A two-process model describes the hydrogen exchange behavior of cytochrome c in the molten globule state with various extents of acetylation.

Abstract

Acetylation of Lys residues of horse cytochrome c steadily stabilizes the molten globule state in 18 mM HCl as more Lys residues are acetylated [Goto and Nishikiori (1991) J. Mol. Biol. 222, 679-686]. The dynamic features of the molten globule state were characterized by hydrogen/deuterium exchange of amide protons, monitored by mass spectrometry as each deuteration increased the protein mass by 1 Da. Electrospray mass spectrometry enabled us to monitor simultaneously the exchange kinetics of more than seven species with a different number of acetyl groups. One to four Lys residue-acetylated cytochrome c showed almost no protection of the amide protons from rapid exchange. The transition from the unprotected to the protected state occurred between five and eight Lys residue-acetylated species. For species with more than nine acetylated Lys residues, the exchange kinetics were independent of the extent of acetylation, and 26 amide protons were protected at 60 min of exchange, indicating the formation of a rigid hydrophobic core with hydrogen-bonded secondary structures. The apparent transition to the protected state required a higher degree of acetylation than the conformational transition measured by circular dichroism, which had a midpoint at about four acetylated residues.

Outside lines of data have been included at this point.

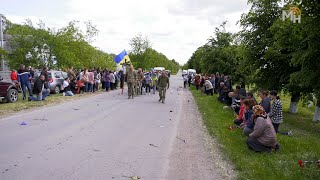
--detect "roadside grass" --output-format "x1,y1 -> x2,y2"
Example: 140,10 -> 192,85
0,93 -> 96,117
190,87 -> 320,179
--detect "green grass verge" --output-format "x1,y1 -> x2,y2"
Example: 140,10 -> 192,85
190,88 -> 320,179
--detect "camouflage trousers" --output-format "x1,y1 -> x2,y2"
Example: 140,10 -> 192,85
135,81 -> 142,96
127,82 -> 134,98
159,87 -> 167,100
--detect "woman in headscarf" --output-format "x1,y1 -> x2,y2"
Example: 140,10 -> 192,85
247,105 -> 279,152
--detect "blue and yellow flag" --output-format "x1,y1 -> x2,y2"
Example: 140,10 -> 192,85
114,50 -> 130,64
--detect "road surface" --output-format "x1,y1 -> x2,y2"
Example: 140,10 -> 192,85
0,72 -> 234,180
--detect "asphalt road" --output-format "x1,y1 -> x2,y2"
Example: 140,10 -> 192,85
0,72 -> 230,180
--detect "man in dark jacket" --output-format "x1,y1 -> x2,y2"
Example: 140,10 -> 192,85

This difference in the transitions suggested a two-process model in which the exchange occurs either from the protected folded state or from the unprotected unfolded state through global unfolding. On the basis of a two-process model and with the reported values of the exchange and stability parameters, we simulated the exchange kinetics of a series of acetylated cytochrome c species. The simulated kinetics reproduced the observed kinetics well, indicating validity of this model for hydrogen exchange of the molten globule state.